As they approached the Heugonaut village, Jon Pierre was in and out of consciousness from the pain in his ruined arm. He saw the shattered heads and bodies of four of his fellow Frenchmen lying on the ground in pools of blood and heard the screams of Tupi people being tortured by their "barbero" captors. Other Jesuit priests were ripping the Frenchmen's things from their huts, and as they threw them into a pile in the center of the village, another Frenchman was dragged unceremoniously in by his captors. His head was bloody, but the wound seemed superficial and he was still alive. His screams pierced Jon’s ears as the cruelty and frustration of the Jesuit’s spent itself upon the helpless man. His moans finally ceased and the many blows and burning sticks failed to move the still form and they turned away from the now almost unrecognizable body.

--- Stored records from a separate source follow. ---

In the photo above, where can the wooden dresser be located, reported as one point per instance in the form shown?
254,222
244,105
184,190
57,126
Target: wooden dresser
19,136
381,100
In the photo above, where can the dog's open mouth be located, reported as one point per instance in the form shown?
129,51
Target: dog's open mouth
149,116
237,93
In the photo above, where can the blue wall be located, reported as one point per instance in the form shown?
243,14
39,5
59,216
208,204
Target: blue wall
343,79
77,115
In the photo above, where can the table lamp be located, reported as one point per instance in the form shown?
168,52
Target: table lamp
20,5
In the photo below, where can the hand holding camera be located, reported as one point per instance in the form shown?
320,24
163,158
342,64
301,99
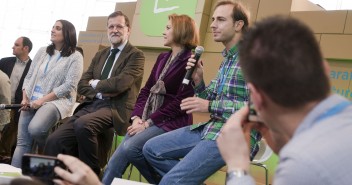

Over the next few hours, the "barbero" warriors had captured the remaining two Frenchmen and tossed their tied up bodies alongside Jon Pierre and his dead, bloodied companion. The hot noon sun beat mercilessly upon them as the Jesuits gave the orders to kill any Tupi's they found and they began burning all Jon Pierre's carefully guarded notes and books. With the flames leaping higher, Jon Pierre suddenly began to sing the second verse of Psalms 23 from the Huguenot Psalter:
"SI seurement, que quand au val viendroye,
D'ombre de mort,
rien de mal ne craindroye.
Car avec moy tu es à chaque heure…"
“Though I walk through the valley
of the shadow of death,
I will fear no evil,
for Thou art with me...”
His two weakened companions soon joined with ever-louder voices. Their black-robed captors stared back at them incredulously, then stopped throwing limbs on the fire of books and papers and came quickly to the bloodied, singing figures. Grimacing faces contorted from fury, they took their walking staffs and beat the helpless men. Words of the Psalm were interspersed with sharp cries of pain as new bones were splintered, but the Frenchmen bravely tried to keep singing. Soon an order was given and they were brutally tied to poles and carried like wild pigs through the jungle in the direction of the nearby coast. Jon Pierre was mercifully unconscious from the pain in his tied up, broken arms for most of the short trip, but when their three bodies were finally thrown in a heap at the edge of the cliff, he came to full consciousness.
Jerking the rough poles out, the glaring Jesuits ordered them to stand. They staggered slowly onto their bound and shattered feet, keeping away from the sharp dropoff so close behind them. Staring directly into the hate-filled faces before him, Jon Pierre abruptly shuffled around, turning his back to his captors. Looking out over the beautiful emerald sea, he lifted his bound, broken and shaking hands as high as the grating bones permitted, and with blood dripping from his elbows began to pray loudly in French:
"Oh God most high, thank You we can die for Your Name's sake. Please receive our spirits and comfort our families. In Jesus name I pray, amen."
Turning around to join him as he prayed in Jesus’ name, his two battered companions also tried to lift their arms and weakly echoed their husky amens. The screaming, protesting Jesuits rushed suddenly upon the three helpless men, and with their staffs, pushed them over the 300 foot cliff to the jagged rocks below.